The clinical heterogeneity of KS mainly manifests in 3 ways: a variety of different phenotypes, ranging from mild to complete loss, exist both in pubertal development and in the degree of olfactory dysfunction, which are not only in sporadic patients, but also in familial patients,^[15,16] and even in identical twins; 10% of patients may have different degrees of spontaneous puberty after intermittent exogenous hormone-replacement therapy, which is also known as reversible KS^[17–19]; some patients have normal pubertal development, but suffer from KS symptoms in adulthood^[20]; which is known as adult-onset KS. This clinical heterogeneity suggests that potential defects do not always prevent the migration of GnRH neurons and/or the secretion of GnRH. The appearance of reversible KS also suggests that the maturation of the GnRH neural network can also occur in the adult period. Therefore, in this study, we should continue to follow the clinical manifestations of the younger brother who may show adult-onset KS.

In addition, clinical heterogeneity suggests that the etiology of KS is far more complex than that of the imagination, and it may not only involve genetic mutation and the 3 genetic models. For example, there are many reports about the “incomplete penetrance” of FGFR1 genetic mutation. Pitteloud et al^[17] reported that in a KS pedigree, a R622X mutant showed a reversible gonadal function in propositus, and the mother of the propositus only had history of delayed puberty, whereas the grandfather of the propositus only had anosmia. However, some studies have shown that KS and CHARGE syndrome may have an incomplete penetrance and clinical heterogeneity.^[21,22] Thereafter, the patient's mother carried the mutation, but it was likely that she may not be a patient at all, or perhaps present with mild clinical manifestations, and the younger brother may be only temporarily without clinical manifestations.

It was also reported that CHARGE syndrome alone had clinical heterogeneity.^[23] In the comparison between the pediatric patient and his parents, clinical manifestations of the parents were only mild symptoms, whereas the pediatric patient showed severe symptoms.^[23,24] At present, although KS cannot be cured, and treatment remains limited to hormone-replacement therapy, early diagnosis is the key to treatment. With the development of medicine, the further development of gene knockout technology, as well as gene therapy, genetic disease is now not viewed as an incurable disease. The basis of these treatments is the study of the molecular mechanisms of the disease. Currently, there are many studies of CHD7 gene mutation in KS patients with CHARGE syndrome, and new sites are continuously discovered.^[25,26] The newly found site in this study can be used as a further supplement to the molecular genetics library of genetic diseases.

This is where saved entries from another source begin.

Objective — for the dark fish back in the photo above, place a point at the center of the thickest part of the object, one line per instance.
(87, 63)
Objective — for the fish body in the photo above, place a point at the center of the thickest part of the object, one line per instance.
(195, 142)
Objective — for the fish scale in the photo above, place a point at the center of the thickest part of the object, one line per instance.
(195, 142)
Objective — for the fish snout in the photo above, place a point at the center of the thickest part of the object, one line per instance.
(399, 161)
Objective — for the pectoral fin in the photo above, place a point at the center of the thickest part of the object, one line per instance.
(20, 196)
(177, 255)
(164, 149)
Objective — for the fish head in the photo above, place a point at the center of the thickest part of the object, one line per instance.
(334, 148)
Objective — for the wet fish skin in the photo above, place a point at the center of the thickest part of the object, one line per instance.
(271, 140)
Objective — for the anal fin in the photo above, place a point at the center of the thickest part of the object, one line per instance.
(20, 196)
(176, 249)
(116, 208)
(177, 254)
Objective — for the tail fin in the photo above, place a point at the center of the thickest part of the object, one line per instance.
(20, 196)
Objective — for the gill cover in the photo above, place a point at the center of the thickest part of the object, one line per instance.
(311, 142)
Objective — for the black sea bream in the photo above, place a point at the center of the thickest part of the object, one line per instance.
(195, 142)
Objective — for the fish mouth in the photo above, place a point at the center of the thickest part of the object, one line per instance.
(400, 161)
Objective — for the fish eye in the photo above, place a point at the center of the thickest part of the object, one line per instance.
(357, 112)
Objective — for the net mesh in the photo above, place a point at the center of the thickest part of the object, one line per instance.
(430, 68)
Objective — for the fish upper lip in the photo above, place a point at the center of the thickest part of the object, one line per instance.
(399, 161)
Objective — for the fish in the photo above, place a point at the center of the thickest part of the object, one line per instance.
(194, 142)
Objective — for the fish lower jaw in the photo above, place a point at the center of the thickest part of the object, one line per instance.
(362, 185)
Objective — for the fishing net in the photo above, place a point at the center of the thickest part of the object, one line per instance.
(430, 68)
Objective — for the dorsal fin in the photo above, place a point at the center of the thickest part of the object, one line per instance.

Through clinical and genetic analysis, the patient reported in this study may suffer from KS and some clinical features of CHARGE syndrome. Pedigree verification can be achieved by CHD7 gene mutation c.6571G>A. Through analysis of clinical characteristics, the disease in this pedigree may has incomplete penetrance. There were no relevant reports by searching literature, so this study can be used in molecular diagnosis, genetic counseling, and prenatal screening of KS with CHARGE syndrome.

Meanwhile, this case suggested that the CDH7 gene mutation should be detected when there were no clinical manifestations of complete CHARGE syndrome or there were no usually apparent manifestations of deafness, and morphological abnormalities of the ear, which provided new evidence for the differential diagnosis of KS with CHARGE syndrome.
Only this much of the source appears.